Maybe Chief Justice John Roberts wanted to mix things up as he began his 10th term.

The oddities started on the first Monday of October, the term’s traditional kickoff day. At 9:30 a.m. the press corps was handed what looked to be a routine list of orders. Reporters soon realized that more than 30 pages were missing.

Those pages turned out to contain surprising news: The court, without comment, was letting gay marriage start in as many as 11 more states.

Two days later, a building that closes to the public at 4:30 p.m. turned into Night Court. At 6:50 p.m. on Oct. 8 the court blocked same-day voter registration in North Carolina. The coming days saw a 9 p.m. order halting Wisconsin’s voter-ID law and a 6:30 p.m. order stopping Texas’s new abortion restrictions. In each case, the majority gave no reasoning.

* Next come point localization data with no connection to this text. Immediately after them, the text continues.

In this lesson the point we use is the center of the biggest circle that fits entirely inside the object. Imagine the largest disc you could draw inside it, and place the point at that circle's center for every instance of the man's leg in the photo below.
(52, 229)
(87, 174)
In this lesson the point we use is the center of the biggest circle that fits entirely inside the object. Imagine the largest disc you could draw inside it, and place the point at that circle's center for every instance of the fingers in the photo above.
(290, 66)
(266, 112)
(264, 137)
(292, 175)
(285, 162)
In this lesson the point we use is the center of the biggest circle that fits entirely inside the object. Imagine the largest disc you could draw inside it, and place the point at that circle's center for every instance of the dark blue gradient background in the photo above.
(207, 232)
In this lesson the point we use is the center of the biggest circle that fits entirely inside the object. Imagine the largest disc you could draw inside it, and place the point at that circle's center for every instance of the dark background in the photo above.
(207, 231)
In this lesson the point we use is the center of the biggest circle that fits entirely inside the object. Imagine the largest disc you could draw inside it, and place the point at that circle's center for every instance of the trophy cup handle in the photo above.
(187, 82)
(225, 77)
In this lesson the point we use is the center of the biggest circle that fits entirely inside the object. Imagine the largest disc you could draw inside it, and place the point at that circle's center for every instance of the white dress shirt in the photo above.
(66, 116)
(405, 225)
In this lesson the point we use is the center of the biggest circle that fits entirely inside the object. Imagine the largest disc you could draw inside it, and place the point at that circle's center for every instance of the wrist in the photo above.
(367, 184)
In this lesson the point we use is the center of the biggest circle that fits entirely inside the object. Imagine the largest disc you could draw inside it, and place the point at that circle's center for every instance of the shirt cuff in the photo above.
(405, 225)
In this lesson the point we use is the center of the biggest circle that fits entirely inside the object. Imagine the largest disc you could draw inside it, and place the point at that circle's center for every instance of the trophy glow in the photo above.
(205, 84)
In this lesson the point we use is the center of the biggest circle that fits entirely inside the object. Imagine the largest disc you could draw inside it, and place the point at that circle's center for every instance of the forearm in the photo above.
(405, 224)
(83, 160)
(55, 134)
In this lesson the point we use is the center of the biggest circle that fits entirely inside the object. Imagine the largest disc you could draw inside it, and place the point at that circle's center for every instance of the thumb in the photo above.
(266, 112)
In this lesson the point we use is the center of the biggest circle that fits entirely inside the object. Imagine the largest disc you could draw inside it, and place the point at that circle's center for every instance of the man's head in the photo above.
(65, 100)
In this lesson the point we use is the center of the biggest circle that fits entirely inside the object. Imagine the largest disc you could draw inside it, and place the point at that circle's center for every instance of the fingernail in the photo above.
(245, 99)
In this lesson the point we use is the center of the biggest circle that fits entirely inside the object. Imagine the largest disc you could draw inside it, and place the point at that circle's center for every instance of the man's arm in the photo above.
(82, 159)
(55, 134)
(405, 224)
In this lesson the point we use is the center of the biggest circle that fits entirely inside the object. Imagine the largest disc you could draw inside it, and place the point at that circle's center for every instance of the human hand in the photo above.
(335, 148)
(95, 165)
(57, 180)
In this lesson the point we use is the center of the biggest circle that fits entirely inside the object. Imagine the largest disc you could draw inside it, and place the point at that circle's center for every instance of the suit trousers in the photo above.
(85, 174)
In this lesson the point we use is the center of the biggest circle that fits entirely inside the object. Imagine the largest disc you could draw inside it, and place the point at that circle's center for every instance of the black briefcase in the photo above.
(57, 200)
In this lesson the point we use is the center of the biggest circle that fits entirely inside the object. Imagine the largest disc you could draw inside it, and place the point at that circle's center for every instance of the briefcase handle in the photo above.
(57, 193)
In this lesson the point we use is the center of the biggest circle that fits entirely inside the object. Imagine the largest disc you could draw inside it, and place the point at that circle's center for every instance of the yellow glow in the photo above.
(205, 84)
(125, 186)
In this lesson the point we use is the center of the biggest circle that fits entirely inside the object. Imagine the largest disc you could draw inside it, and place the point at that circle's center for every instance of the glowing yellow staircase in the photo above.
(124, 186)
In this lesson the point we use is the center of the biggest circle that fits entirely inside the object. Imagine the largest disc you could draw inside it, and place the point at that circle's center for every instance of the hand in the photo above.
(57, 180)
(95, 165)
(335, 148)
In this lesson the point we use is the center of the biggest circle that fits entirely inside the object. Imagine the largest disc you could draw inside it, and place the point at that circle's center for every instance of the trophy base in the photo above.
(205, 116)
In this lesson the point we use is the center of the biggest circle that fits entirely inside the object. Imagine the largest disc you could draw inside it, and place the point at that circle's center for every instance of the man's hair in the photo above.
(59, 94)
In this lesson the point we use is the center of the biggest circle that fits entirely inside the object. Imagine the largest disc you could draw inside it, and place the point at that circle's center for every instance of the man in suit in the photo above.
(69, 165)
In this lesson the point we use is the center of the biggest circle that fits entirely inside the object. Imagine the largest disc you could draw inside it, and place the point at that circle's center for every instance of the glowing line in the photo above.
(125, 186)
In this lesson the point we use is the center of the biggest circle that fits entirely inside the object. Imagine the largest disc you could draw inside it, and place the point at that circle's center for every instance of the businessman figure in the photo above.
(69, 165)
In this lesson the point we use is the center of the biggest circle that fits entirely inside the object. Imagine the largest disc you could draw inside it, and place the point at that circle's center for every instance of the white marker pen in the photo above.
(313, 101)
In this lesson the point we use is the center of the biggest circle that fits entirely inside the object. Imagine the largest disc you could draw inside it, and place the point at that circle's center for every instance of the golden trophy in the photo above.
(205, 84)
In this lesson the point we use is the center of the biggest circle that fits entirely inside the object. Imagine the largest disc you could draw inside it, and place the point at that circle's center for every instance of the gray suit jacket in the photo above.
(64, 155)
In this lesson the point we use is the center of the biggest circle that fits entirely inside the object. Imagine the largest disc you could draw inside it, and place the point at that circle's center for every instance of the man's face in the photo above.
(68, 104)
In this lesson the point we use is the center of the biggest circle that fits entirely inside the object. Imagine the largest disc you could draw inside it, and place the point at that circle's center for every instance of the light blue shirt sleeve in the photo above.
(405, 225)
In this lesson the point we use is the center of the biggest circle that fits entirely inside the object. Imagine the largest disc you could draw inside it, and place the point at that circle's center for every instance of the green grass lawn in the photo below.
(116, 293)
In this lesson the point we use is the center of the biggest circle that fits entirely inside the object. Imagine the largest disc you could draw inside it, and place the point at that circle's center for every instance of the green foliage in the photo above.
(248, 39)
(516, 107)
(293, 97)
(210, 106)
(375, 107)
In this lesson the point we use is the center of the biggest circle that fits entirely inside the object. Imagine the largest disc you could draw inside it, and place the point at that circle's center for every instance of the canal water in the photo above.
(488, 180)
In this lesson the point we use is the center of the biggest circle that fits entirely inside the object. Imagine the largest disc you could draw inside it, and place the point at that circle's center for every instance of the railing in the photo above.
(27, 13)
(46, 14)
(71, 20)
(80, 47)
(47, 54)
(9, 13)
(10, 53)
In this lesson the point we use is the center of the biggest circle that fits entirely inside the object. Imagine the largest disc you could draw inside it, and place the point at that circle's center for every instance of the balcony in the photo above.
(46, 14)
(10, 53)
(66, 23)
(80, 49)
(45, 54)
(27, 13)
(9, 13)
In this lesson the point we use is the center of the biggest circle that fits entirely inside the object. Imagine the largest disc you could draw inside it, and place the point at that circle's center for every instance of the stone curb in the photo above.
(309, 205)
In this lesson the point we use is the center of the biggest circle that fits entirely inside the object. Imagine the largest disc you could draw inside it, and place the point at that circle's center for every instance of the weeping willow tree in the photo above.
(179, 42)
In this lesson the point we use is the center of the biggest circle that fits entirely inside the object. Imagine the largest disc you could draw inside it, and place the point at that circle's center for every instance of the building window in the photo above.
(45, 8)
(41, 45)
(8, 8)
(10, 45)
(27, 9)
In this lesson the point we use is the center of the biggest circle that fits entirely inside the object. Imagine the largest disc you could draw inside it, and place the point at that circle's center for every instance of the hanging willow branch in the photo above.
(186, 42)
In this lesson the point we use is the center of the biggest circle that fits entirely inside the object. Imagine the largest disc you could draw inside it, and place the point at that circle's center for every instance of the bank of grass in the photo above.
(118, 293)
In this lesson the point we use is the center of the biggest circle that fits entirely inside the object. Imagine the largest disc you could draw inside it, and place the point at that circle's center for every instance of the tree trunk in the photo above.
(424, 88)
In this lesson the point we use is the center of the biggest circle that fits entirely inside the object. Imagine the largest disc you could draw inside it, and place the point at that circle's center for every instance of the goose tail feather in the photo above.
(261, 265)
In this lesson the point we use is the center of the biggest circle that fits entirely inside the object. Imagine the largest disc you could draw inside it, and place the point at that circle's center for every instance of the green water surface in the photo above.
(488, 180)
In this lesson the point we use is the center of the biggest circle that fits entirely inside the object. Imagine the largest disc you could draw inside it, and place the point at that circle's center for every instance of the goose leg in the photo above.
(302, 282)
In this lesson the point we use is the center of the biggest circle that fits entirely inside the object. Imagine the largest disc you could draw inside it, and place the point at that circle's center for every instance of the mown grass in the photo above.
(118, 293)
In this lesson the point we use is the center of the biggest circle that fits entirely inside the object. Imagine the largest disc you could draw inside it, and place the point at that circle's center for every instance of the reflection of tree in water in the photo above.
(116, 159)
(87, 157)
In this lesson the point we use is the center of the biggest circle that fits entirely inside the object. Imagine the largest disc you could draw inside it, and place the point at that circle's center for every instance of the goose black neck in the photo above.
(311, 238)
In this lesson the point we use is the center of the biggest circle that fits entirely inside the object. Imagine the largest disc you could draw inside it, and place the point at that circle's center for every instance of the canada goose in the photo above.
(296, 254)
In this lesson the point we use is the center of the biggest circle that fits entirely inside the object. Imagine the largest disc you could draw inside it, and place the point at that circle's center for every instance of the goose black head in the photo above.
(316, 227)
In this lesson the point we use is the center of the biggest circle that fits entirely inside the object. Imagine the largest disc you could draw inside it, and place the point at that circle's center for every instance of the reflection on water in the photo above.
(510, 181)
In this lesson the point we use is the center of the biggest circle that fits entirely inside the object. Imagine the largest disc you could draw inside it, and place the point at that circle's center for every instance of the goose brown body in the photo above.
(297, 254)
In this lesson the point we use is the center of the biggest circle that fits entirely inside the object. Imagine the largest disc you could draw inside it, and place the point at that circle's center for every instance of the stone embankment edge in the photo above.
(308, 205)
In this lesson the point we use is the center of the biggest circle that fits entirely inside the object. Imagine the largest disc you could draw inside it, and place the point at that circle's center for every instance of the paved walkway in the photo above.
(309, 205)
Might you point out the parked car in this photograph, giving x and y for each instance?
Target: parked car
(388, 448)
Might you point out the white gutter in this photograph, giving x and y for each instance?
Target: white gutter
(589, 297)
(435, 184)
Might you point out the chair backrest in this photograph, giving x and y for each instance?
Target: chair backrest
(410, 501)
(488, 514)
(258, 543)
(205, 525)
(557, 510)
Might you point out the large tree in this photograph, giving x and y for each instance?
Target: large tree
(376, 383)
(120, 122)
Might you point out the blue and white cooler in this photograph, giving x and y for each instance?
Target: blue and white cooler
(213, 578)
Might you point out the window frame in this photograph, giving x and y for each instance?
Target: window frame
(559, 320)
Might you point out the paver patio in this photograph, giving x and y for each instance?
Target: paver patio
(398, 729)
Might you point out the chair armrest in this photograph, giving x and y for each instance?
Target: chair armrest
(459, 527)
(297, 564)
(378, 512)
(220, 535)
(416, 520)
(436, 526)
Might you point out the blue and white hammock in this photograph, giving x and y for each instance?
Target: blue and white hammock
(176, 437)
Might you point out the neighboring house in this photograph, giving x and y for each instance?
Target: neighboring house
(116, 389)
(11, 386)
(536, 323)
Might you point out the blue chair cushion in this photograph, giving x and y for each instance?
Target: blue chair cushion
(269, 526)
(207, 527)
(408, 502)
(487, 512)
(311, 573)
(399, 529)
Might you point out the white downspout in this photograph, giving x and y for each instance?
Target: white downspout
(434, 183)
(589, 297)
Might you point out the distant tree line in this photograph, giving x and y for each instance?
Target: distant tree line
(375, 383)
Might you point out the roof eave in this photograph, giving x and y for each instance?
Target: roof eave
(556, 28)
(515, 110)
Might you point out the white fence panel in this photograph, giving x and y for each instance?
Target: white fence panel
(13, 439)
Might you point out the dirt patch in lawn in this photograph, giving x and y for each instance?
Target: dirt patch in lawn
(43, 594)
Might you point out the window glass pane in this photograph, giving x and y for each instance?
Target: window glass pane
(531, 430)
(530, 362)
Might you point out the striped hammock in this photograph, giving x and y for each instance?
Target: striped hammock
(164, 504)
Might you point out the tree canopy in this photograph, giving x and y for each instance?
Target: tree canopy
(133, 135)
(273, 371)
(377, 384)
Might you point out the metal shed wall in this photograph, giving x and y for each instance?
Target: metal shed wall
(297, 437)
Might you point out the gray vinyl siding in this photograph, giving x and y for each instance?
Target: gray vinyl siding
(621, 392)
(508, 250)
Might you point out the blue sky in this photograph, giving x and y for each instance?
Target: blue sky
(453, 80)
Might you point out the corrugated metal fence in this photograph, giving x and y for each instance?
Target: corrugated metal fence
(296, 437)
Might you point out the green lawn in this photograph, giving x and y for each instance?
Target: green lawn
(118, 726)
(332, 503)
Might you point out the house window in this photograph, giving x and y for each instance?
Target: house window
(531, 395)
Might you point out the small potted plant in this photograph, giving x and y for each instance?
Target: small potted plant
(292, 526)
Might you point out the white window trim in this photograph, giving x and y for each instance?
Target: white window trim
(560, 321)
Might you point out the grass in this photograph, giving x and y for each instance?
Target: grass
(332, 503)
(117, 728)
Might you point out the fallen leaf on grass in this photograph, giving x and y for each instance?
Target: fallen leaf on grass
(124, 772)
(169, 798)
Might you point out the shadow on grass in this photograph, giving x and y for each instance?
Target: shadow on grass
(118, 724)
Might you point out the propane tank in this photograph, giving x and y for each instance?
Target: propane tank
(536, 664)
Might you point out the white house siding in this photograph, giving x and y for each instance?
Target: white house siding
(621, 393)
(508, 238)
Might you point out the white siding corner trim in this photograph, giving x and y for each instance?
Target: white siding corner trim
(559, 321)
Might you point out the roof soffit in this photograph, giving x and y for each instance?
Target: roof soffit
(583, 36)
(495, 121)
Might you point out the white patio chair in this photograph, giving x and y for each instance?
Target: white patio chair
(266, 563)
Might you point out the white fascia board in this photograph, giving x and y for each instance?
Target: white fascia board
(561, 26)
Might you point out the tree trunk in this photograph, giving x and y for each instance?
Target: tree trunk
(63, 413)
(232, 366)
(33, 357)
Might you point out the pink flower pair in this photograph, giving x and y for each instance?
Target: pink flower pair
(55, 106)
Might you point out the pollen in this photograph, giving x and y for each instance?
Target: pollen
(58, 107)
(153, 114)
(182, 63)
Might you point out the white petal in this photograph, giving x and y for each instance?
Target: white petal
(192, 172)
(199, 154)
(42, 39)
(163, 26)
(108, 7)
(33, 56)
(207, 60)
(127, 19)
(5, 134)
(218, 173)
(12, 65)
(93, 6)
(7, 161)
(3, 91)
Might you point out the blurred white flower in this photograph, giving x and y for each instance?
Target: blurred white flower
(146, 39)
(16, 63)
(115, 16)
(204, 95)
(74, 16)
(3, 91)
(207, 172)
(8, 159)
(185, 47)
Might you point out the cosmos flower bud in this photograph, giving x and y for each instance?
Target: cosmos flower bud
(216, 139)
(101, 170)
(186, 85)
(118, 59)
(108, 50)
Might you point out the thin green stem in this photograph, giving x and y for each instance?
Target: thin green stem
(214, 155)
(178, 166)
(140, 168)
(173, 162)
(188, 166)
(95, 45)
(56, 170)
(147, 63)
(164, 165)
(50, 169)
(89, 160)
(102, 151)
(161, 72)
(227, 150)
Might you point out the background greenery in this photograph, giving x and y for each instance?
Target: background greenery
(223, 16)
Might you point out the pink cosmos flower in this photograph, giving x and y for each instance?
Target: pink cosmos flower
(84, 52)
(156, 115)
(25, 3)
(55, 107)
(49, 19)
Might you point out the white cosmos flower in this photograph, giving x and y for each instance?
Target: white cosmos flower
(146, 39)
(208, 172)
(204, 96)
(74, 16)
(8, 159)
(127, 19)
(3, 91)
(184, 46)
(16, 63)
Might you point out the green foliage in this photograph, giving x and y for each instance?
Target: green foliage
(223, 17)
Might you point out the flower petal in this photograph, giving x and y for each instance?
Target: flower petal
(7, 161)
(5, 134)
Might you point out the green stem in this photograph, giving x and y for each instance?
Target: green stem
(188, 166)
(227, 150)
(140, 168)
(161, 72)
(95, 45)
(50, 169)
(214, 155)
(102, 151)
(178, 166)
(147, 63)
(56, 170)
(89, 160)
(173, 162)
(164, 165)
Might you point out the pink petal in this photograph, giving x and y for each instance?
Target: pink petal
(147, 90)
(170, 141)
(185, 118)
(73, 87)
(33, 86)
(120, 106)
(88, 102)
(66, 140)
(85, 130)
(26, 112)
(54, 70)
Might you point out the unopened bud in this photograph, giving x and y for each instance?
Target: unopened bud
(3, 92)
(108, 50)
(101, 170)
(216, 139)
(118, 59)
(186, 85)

Along the way, Justice Anthony Kennedy issued what he thought was a temporary halt to the start of gay marriage in Idaho, whose governor was seeking a delay. The hitch was that the order contained a case number that also made it applicable to Nevada, where officials were poised to start issuing licenses.

Kennedy issued a corrected order later that day, clearing weddings to begin in Nevada. The court eventually lifted the Idaho stay as well.

Finally there was Ruth Bader Ginsburg, the 81-year-old justice who in liberal circles has become a heroine, fondly nicknamed “notorious R.B.G.”

Displeased that the court was poised to issue an election-related order that would let Texas require photo IDs at the polls, Ginsburg set to work on a dissent that took almost until dawn on a Saturday morning. The court released the order and dissent at 5:05 a.m. on Oct. 18.

At a public appearance the next day, Ginsburg laughed when asked why it took her until the wee hours. With the last brief filed less than 24 hours earlier, “there wasn’t much time to write the dissent,” she said.

As it turns out, Ginsburg might have benefited from a little more time. This week, the court deleted a sentence in her opinion that had incorrectly said Texas wouldn’t accept ID cards issued by the Department of Veterans’ Affairs.

The announcement, issued at Ginsburg’s instruction, was unprecedented. Then again, at the Supreme Court this month, it was practically business as usual.